The CSIS 20 critical controls are known for driving effective security programs across government agencies, establishing guidelines for security professionals to ensure the confidentiality, integrity and availability of information technology assets. This session will discuss best practices for automation of these controls to drastically lower costs while enabling more successful implementations.

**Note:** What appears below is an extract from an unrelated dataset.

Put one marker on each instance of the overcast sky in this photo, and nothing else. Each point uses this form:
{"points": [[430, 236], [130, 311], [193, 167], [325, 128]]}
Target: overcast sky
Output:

As the CTO for Qualys, Wolfgang Kandek is responsible for innovation and research aspects of the QualysGuard platform. Kandek has over 20 years of experience in developing and managing information systems. His focus has been on Unix-based server architectures and application delivery through the Internet. Prior to joining Qualys, he was Director of Network Operations at the Online Music streamingcompany myplay.com and at iSyndicate, an Internet media syndication company. He earned an M.S. and a B.A. in computer science from the Technical University of Darmstadt, Germany. He is a frequent speaker at security events including Black Hat, RSA Conference, InfoSecurity UK and The Open Group. He is the main contributor to the Laws of Vulnerabilities blog.
With 20+ years of experience leading teams to design, implement and operate secure networks and computer systems, Andrew oversees the security, risk management and compliance of Qualys' enterprise and SaaS environments. Prior to Qualys, he managed the team responsible for the design, implementation and operation of security solutions for EMC's SaaS offerings. Prior to EMC, he was the Chief Security Officer at Transaction Network Services. He has also held leadership roles with large network service providers including BT and Sprint. Andrew has a master's degree in electrical engineering from George Washington University and a bachelor's degree in electrical engineering from the United States Military Academy. He is a veteran of the US Army.